7.2 Streaming Replication Setup

Primary Server Configuration

-- postgresql.conf on primary
wal_level = replica                    -- Enable replication
max_wal_senders = 5                    -- Max replication connections
max_replication_slots = 5              -- Prevent WAL removal before standby catches up
synchronous_commit = on                -- Wait for WAL flush

-- For synchronous replication (zero data loss)
synchronous_standby_names = 'FIRST 1 (standby1, standby2)'

-- pg_hba.conf - allow replication connections
-- host  replication  replicator  192.168.1.0/24  scram-sha-256
-- Create replication user
CREATE ROLE replicator WITH REPLICATION LOGIN PASSWORD 'secure_password';

-- Create replication slot (prevents WAL cleanup before standby catches up)
SELECT pg_create_physical_replication_slot('standby1_slot');

-- View slots
SELECT * FROM pg_replication_slots;

Standby Server Setup

# Take base backup from primary
pg_basebackup -h primary_host -U replicator -D /var/lib/postgresql/data \
  -P -Xs -R -S standby1_slot

# The -R flag creates standby.signal and configures primary_conninfo
-- postgresql.auto.conf on standby (created by pg_basebackup -R)
primary_conninfo = 'host=primary_host port=5432 user=replicator password=xxx'
primary_slot_name = 'standby1_slot'

-- postgresql.conf on standby
hot_standby = on                       -- Allow read queries on standby

Monitoring Replication

Practical tip: Replication lag is not one number — it is four numbers, each measuring a different stage. Understanding the difference between sent_lsn, write_lsn, flush_lsn, and replay_lsn is essential for diagnosing replication problems. If sent is far ahead of write, you have a network bottleneck. If write is ahead of flush, the standby’s disk is slow. If flush is ahead of replay, the standby’s CPU cannot keep up with applying changes.
-- On primary: View connected standbys
SELECT 
    client_addr,
    state,
    sent_lsn,      -- WAL sent over the network to the standby
    write_lsn,     -- WAL written to standby's disk (but not fsynced)
    flush_lsn,     -- WAL fsynced to standby's disk (durable)
    replay_lsn,    -- WAL actually applied (queries on standby see this data)
    pg_wal_lsn_diff(sent_lsn, replay_lsn) AS replication_lag_bytes
FROM pg_stat_replication;

-- On standby: View replication status
SELECT 
    status,
    received_lsn,
    latest_end_lsn,
    pg_last_wal_receive_lsn(),
    pg_last_wal_replay_lsn(),
    pg_last_xact_replay_timestamp()
FROM pg_stat_wal_receiver;

-- Calculate lag in seconds
SELECT 
    EXTRACT(EPOCH FROM (NOW() - pg_last_xact_replay_timestamp())) AS lag_seconds
FROM pg_stat_wal_receiver;

Failover Process Deep Dive

Database Failover Automatic vs Manual Failover: Automatic (PostgreSQL with Patroni/Stolon):
  • Faster recovery (seconds to minutes)
  • Risk of split-brain if network partition
  • Requires robust failure detection
Manual (Traditional):
  • Slower (minutes to hours)
  • Human verification prevents mistakes
  • Better for planned maintenance
Common pitfall — split-brain: Split-brain occurs when both the primary and the standby believe they are the leader, accepting writes independently. This creates two divergent copies of your data that are extremely difficult to reconcile. It is the single most dangerous failure mode in database replication. Patroni avoids this by using a distributed consensus store (etcd/ZooKeeper) as the source of truth for leadership — a node is only the leader if the consensus store says so. Failover Checklist:
  1. ✓ Verify leader is truly dead (not just slow)
  2. ✓ Choose most up-to-date follower
  3. ✓ Promote follower to leader
  4. ✓ Update DNS/load balancer
  5. ✓ Reconfigure other followers
  6. ✓ Monitor for split-brain
  7. ✓ Investigate root cause
Testing Failover: Use chaos engineering tools like Chaos Monkey to regularly test your failover process in production.

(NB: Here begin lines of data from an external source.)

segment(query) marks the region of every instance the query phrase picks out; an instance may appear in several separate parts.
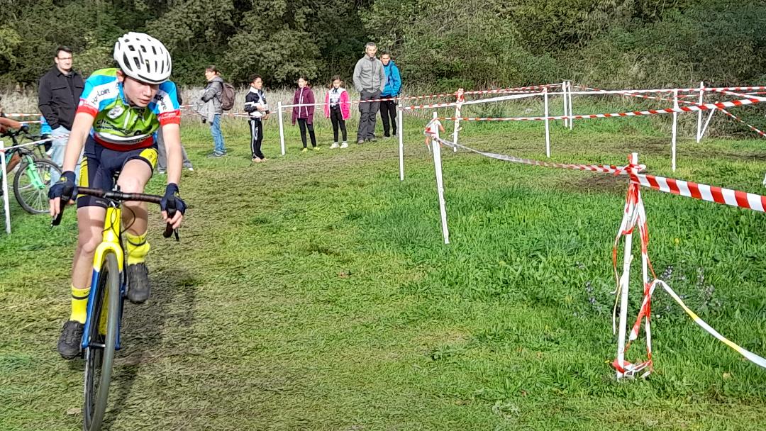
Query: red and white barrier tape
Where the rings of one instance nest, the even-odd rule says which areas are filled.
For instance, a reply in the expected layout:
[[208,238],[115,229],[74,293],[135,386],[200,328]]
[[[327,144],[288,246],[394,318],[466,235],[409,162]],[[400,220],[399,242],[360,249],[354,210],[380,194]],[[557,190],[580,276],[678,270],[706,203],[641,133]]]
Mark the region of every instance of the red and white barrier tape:
[[[639,332],[641,328],[642,323],[644,325],[645,333],[647,335],[647,361],[642,362],[631,363],[627,361],[623,361],[620,364],[617,359],[612,363],[613,367],[615,367],[619,372],[626,377],[634,377],[639,373],[644,371],[641,377],[646,377],[649,375],[653,371],[653,362],[652,362],[652,347],[651,347],[651,330],[650,330],[650,320],[651,320],[651,299],[652,295],[654,292],[654,289],[656,286],[660,286],[664,289],[669,295],[675,300],[684,312],[689,315],[689,316],[699,325],[701,328],[705,329],[709,334],[714,336],[715,338],[723,342],[726,345],[729,346],[748,361],[753,362],[754,364],[766,368],[766,359],[755,354],[741,346],[736,344],[735,343],[731,341],[709,325],[705,323],[702,318],[699,318],[696,313],[694,313],[686,304],[681,300],[678,295],[676,294],[670,287],[665,283],[663,281],[657,279],[654,269],[652,267],[651,261],[649,259],[649,227],[647,223],[646,211],[643,206],[643,201],[641,198],[641,192],[640,186],[649,187],[650,188],[654,188],[655,190],[659,190],[660,191],[666,191],[669,193],[673,193],[676,194],[679,194],[682,196],[687,196],[689,198],[695,198],[697,199],[701,199],[703,201],[709,201],[711,202],[717,202],[719,204],[726,204],[728,205],[733,205],[737,207],[741,207],[744,208],[749,208],[755,211],[759,211],[764,212],[764,208],[766,208],[766,196],[760,196],[758,194],[753,194],[750,193],[745,193],[743,191],[738,191],[735,190],[730,190],[719,187],[709,186],[705,184],[699,184],[693,183],[691,181],[683,181],[681,180],[676,180],[674,178],[666,178],[663,177],[656,177],[654,175],[649,175],[645,174],[638,173],[640,170],[643,170],[645,167],[643,165],[628,165],[627,166],[614,166],[614,165],[578,165],[578,164],[569,164],[569,163],[549,163],[546,162],[540,162],[537,160],[532,160],[529,158],[522,158],[519,157],[499,155],[490,152],[486,152],[479,151],[470,147],[467,147],[462,144],[457,144],[446,141],[440,138],[437,138],[434,133],[430,132],[430,127],[435,124],[442,129],[441,124],[438,122],[438,119],[434,119],[428,126],[426,127],[424,134],[427,137],[427,144],[429,139],[433,139],[438,142],[440,145],[444,144],[447,146],[450,146],[453,148],[462,148],[463,149],[480,154],[486,157],[492,158],[496,158],[498,160],[503,160],[506,162],[512,162],[515,163],[522,163],[525,165],[532,165],[536,166],[545,166],[548,168],[559,168],[565,169],[574,169],[579,171],[591,171],[597,172],[610,173],[613,175],[628,175],[630,178],[630,183],[628,186],[627,196],[625,200],[625,210],[624,213],[624,217],[622,222],[620,224],[620,229],[617,231],[617,237],[614,240],[614,246],[612,250],[613,256],[613,265],[614,267],[615,277],[617,282],[617,290],[616,293],[617,294],[617,298],[620,297],[620,289],[622,286],[625,286],[627,289],[627,280],[621,280],[619,276],[619,273],[617,266],[617,246],[620,243],[620,239],[627,234],[633,232],[636,226],[638,226],[639,233],[641,239],[641,253],[642,258],[646,259],[647,267],[651,272],[653,276],[653,281],[651,282],[644,283],[643,286],[643,299],[641,302],[641,307],[639,311],[638,316],[636,319],[636,322],[633,325],[630,329],[630,332],[628,335],[628,341],[625,347],[624,352],[627,352],[628,348],[630,346],[632,341],[637,340],[639,336]],[[624,277],[627,276],[627,274],[623,274]],[[644,279],[648,279],[648,274],[644,274]],[[615,303],[614,311],[617,310],[617,303]],[[615,315],[613,314],[613,322],[615,318]],[[614,325],[614,323],[613,323]]]
[[8,116],[8,117],[17,117],[17,116],[41,116],[41,115],[42,115],[42,114],[39,114],[39,113],[38,113],[38,114],[25,114],[25,113],[9,113],[9,114],[8,114],[8,113],[6,113],[6,114],[5,114],[5,116]]
[[766,212],[766,196],[760,194],[648,174],[631,175],[630,179],[643,187],[666,193]]
[[592,118],[611,118],[650,116],[657,114],[668,114],[673,113],[692,113],[701,110],[716,109],[721,108],[729,108],[732,106],[742,106],[751,105],[766,100],[764,98],[747,98],[732,102],[717,102],[715,103],[695,104],[692,106],[679,106],[677,108],[665,108],[662,109],[649,109],[646,111],[630,111],[627,113],[614,113],[604,114],[588,114],[576,116],[529,116],[529,117],[439,117],[440,120],[460,119],[460,121],[544,121],[546,119],[588,119]]
[[[581,86],[574,86],[574,87],[578,87],[579,88],[584,88],[584,89],[587,89],[587,90],[594,90],[594,91],[603,91],[603,90],[599,90],[597,88],[591,88],[591,87],[581,87]],[[705,90],[706,89],[702,88],[701,90]],[[748,94],[741,94],[741,93],[732,93],[732,92],[729,92],[728,90],[715,90],[715,91],[722,93],[724,94],[730,94],[730,95],[733,95],[733,96],[737,96],[738,97],[748,97],[748,96],[755,96],[755,94],[749,94],[749,93]],[[660,96],[647,96],[645,94],[637,94],[637,93],[620,93],[620,94],[624,94],[625,96],[633,96],[633,97],[640,97],[642,99],[650,99],[650,100],[663,100],[663,101],[667,101],[667,102],[673,102],[673,99],[669,99],[667,97],[660,97]],[[686,97],[696,97],[696,96],[697,96],[697,95],[696,95],[696,94],[686,94],[686,95],[679,95],[679,97],[684,97],[684,96],[686,96]],[[690,102],[689,100],[679,100],[679,103],[686,103],[686,104],[689,104],[689,105],[699,105],[699,103],[697,103],[696,102]],[[754,126],[748,123],[747,122],[745,122],[742,119],[741,119],[741,118],[738,117],[737,116],[732,114],[732,113],[728,112],[728,110],[726,110],[726,109],[725,109],[723,108],[719,108],[719,109],[723,113],[726,114],[727,116],[728,116],[729,117],[734,119],[735,120],[736,120],[736,121],[738,121],[738,122],[744,124],[748,129],[750,129],[751,130],[755,132],[758,135],[761,135],[761,136],[766,137],[766,132],[764,132],[761,130],[760,130],[758,128],[756,128],[755,126]]]
[[[719,332],[715,331],[715,329],[700,318],[696,313],[689,309],[689,308],[684,304],[683,301],[681,300],[681,298],[675,292],[673,292],[672,289],[670,289],[670,286],[669,286],[667,283],[657,279],[656,275],[654,273],[654,269],[652,267],[651,261],[649,259],[649,228],[647,223],[647,216],[644,211],[643,201],[641,199],[641,194],[640,191],[638,190],[638,187],[639,185],[650,187],[651,188],[660,190],[661,191],[667,191],[689,198],[696,198],[704,201],[718,202],[719,204],[727,204],[729,205],[760,211],[761,212],[764,211],[764,207],[766,207],[766,197],[705,184],[698,184],[690,181],[682,181],[673,178],[664,178],[662,177],[654,177],[653,175],[638,174],[635,171],[635,168],[631,169],[630,168],[630,166],[628,166],[627,168],[629,171],[631,181],[630,185],[628,187],[628,193],[625,202],[625,214],[623,217],[622,224],[617,231],[617,235],[614,240],[614,247],[612,250],[612,256],[614,273],[617,276],[617,247],[619,244],[620,238],[627,233],[632,233],[635,227],[637,225],[640,237],[641,239],[641,256],[642,259],[645,260],[647,262],[647,266],[643,268],[643,271],[646,271],[647,269],[650,271],[653,281],[651,282],[643,283],[643,299],[641,302],[641,306],[639,309],[636,322],[630,329],[630,332],[628,336],[628,341],[625,346],[624,352],[627,353],[630,343],[638,338],[639,332],[640,331],[643,322],[647,336],[647,359],[645,361],[638,363],[630,363],[623,361],[622,364],[619,363],[617,359],[615,359],[612,363],[612,366],[614,367],[618,372],[622,373],[627,377],[633,377],[644,370],[646,370],[646,371],[641,375],[641,377],[646,377],[652,372],[653,363],[650,329],[651,301],[652,295],[654,293],[654,289],[659,285],[662,286],[666,292],[667,292],[667,293],[673,299],[674,301],[676,301],[676,302],[678,303],[678,305],[692,318],[692,320],[706,332],[715,337],[721,342],[732,348],[751,362],[766,368],[766,359],[748,351],[722,335]],[[643,276],[644,280],[649,279],[647,273],[644,273]],[[627,273],[623,274],[623,276],[627,276]],[[617,293],[619,297],[621,286],[626,286],[627,288],[627,280],[624,282],[617,277]],[[613,312],[612,315],[613,325],[616,318],[617,303],[615,303],[614,310],[615,312]]]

7.3 Synchronous vs Asynchronous

┌─────────────────────────────────────────────────────────────────────────────┐
│            SYNCHRONOUS vs ASYNCHRONOUS REPLICATION                           │
├─────────────────────────────────────────────────────────────────────────────┤
│                                                                              │
│  ASYNCHRONOUS (default):                                                     │
│  ────────────────────────                                                    │
│                                                                              │
│    Client       Primary                  Standby                            │
│       │                                                                      │
│       │──COMMIT──▶│                                                         │
│       │           │──WAL FLUSH──▶DISK                                       │
│       │◀──OK──────│                                                         │
│       │           │           │                                              │
│       │           │──WAL──────▶│  (async, may lag)                          │
│       │           │           │──REPLAY──▶                                   │
│                                                                              │
│    Pros: Lowest latency, primary doesn't wait                               │
│    Cons: Standby can be behind, data loss risk on failover                 │
│                                                                              │
│  SYNCHRONOUS:                                                                │
│  ─────────────                                                               │
│                                                                              │
│    Client       Primary                  Standby                            │
│       │                                                                      │
│       │──COMMIT──▶│                                                         │
│       │           │──WAL FLUSH──▶DISK                                       │
│       │           │──WAL──────────────────▶│                                │
│       │           │                        │──FLUSH──▶DISK                  │
│       │           │◀───────────OK──────────│                                │
│       │◀──OK──────│                                                         │
│                                                                              │
│    Pros: Zero data loss (WAL on both disks before commit returns)          │
│    Cons: Higher latency (network round trip per commit)                    │
│                                                                              │
└─────────────────────────────────────────────────────────────────────────────┘

Configuration Options

-- Asynchronous (default)
synchronous_commit = on
synchronous_standby_names = ''

-- Synchronous with named standbys
synchronous_standby_names = 'standby1'  -- Wait for standby1

-- First N of list (any 1 from list)
synchronous_standby_names = 'FIRST 1 (standby1, standby2)'

-- Any N of list (quorum)
synchronous_standby_names = 'ANY 2 (standby1, standby2, standby3)'

-- Per-transaction control (this is a powerful production technique)
SET synchronous_commit = off;  -- This transaction doesn't wait for standby
-- Use this for non-critical writes like logging, analytics, or notifications.
-- Keep synchronous_commit = on for financial transactions and order processing.
-- This gives you the best of both worlds: strong durability where it matters,
-- high throughput where eventual consistency is acceptable.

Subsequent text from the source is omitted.